PSC staff says Vogtle project no longer makes economic sense

[private]Public Service Commission staffers and analysts have concluded that it no longer makes economic sense for Georgia Power to continue building two additional nuclear reactors at Plant Vogtle.

In comments filed Friday with the PSC, Tom Newsome, Philip Hayet, and Lane Kollen wrote that “the completion of the project is no longer economic on a to-go (forward looking) basis given the additional costs and schedule delays.”

“Staff’s analysis indicates that the project’s economic benefit is a negative $1.6 billion, meaning that the project is uneconomic,” the staffers wrote.

The cost of the Vogtle reactors, originally projected to be $14 billion, is now more than $25 billion and growing.
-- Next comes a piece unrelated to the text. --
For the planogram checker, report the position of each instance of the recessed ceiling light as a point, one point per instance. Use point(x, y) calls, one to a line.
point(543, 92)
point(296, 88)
The first of the reactors was expected to start generating electricity by 2016, but the nuclear project is now more than four years behind schedule.

The PSC is currently considering whether to approve letting the project continue and, if it does, how much of the cost overruns will have to be eaten by Georgia Power’s shareholders.

Georgia Power wants to complete the nuclear reactors and has demanded that the PSC authorize it to pass along all of the costs to ratepayers.

“We conclude that certain costs already incurred by the company are not reasonable to allocate to customers,” the staffers wrote. “Furthermore, we conclude that certain costs in the company’s estimate of future costs are also unreasonable to allocate to customers and instead should be allocated to the company and its shareholders.”

The staffers noted that two of the biggest economic justifications cited by Georgia Power for building the nuclear reactors have now been knocked down by real-world events of the past nine years.

“The threats of high natural gas prices and carbon dioxide emission cost (CO2 legislation) have diminished,” they wrote. “Without these economic cornerstones, the economic rationale for the units is diminished.”

The increases in construction costs and the schedule delays have actually benefited Georgia Power, the staffers contended.

“Due to the delays in the project, the company will collect considerably more in profit over the entire lifecycle of the units (construction period and operating period) from ratepayers than it would have had the project been completed under the original schedule,” they wrote.

“The profit the company will collect will increase from approximately $7.4 billion to approximately $12.6 billion over the unit’s entire lifecycle,” they wrote.

The PSC is expected to vote in February on Plant Vogtle’s future.